In the case of a 16kB granule, the hardware can use a 4-level look up process.
The 48-bit address has 11 address bits per level that is translated, that is 2048 entries each, with the final 14 bits selecting a byte within the 4kB coming directly from the original address.
The level 0 table contains only two entries. Bit  of the virtual address selects a descriptor from the two entry L0 table. Each of these table entries spans a 128TB range and points to an L1 table. Within that 2048 entry L1 table, bits [46:36] are used as an index to select an entry and each entry points to an L2 table. Bits [35:25] index into a 2048 entry L2 table and each entry points to a 32MB block or next table level.
At the final translation stage, bits [24:14] index into a 2048 entry L2 table and each entry points to a 16kB block.
In the case of a 64kB granule, the hardware can use a 3-level look up process. The level 1 table contains only 64 entries. Bits [47:42] of the virtual address select a descriptor from the 64 entry L1 table. Each of these table entries spans a 4TB range and points to an L2 table. Within that 8192 entry L2 table, bits [41:29] are used as index to select an entry and each entry points to either a 512MB block or an L2 table. At the final translation stage, bits [28:16] index into an 8192 entry L3 table and each entry points to a 64kB block.
The MMU uses translation tables and translation registers to control which memory locations are Cacheable. The MMU controls the cache policy, memory attributes, and access permissions, and provides Virtual to physical address translation.
Software configuration is performed by system registers.
In some designs, the external memory system might contain further implementation-specific caches of external memories.
The memory type is not directly encoded in the translation table entry. Instead, each block entry specifies a 3-bit index into a table of memory types. This table is stored in the Memory Attribute Indirection Register MAIR_ELn. This table has eight entries and each of those entries has 8 bits, as shown in the following figure.
Although the translation table block entry itself does not directly contain the memory type encoding, the TLB entry inside the processor usually stores this information for a specific entry. Therefore, changes to MAIR_ELn might not be observed until after both an ISB instruction barrier and a TLB invalidate operation.
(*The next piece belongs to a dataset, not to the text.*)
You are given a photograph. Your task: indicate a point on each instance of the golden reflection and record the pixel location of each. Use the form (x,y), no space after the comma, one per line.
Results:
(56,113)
The MMU translation tables also define the cache policy for each block within the memory system. Memory regions that are defined as Normal might be marked as Cacheable or Non-cacheable. Bits [4:2] from the translation table entry refer to one of the eight memory attribute encodings in the MAIR_ELn. The memory attribute encodings then specify the cache policies to use when accessing that memory. These are hints to the processor and it is IMPLEMENTATION DEFINED whether all cache policies are supported in a particular implementation and which cache data is regarded as coherent. A memory region can be defined in terms of its shareability property.
The following figure shows how memory attributes are specified in a stage 1 block entry. The block entry in the translation table defines the attributes for each memory region. Stage 2 entries have a different layout.
- Unprivileged eXecute Never (UXN) and Privileged eXecute Never (PXN) are execution permissions.
- AF is the access flag.
- SH is the shareable attribute.
- AP is the access permission.
- NS is the security bit, but only at EL3 and Secure EL1.
- Indx is the index into the MAIR_EL
For clarity, not all bits are shown in the figure.
The descriptor format supports hierarchical attributes, so that an attribute set at one level can be inherited by lower levels. It means that a table entry in an L0, L1, or L2 table can override one or more attributes that are specified in the table that it points to. This can be used for access permissions, security, and execution permissions. For example, an entry in the L1 table that has NSTable = 1 means that the NS bits in the L2 and L3 tables that it points to are ignored and all the entries are treated as having NS = 1. This feature only restricts subsequent levels of look-up for the same stage of translation.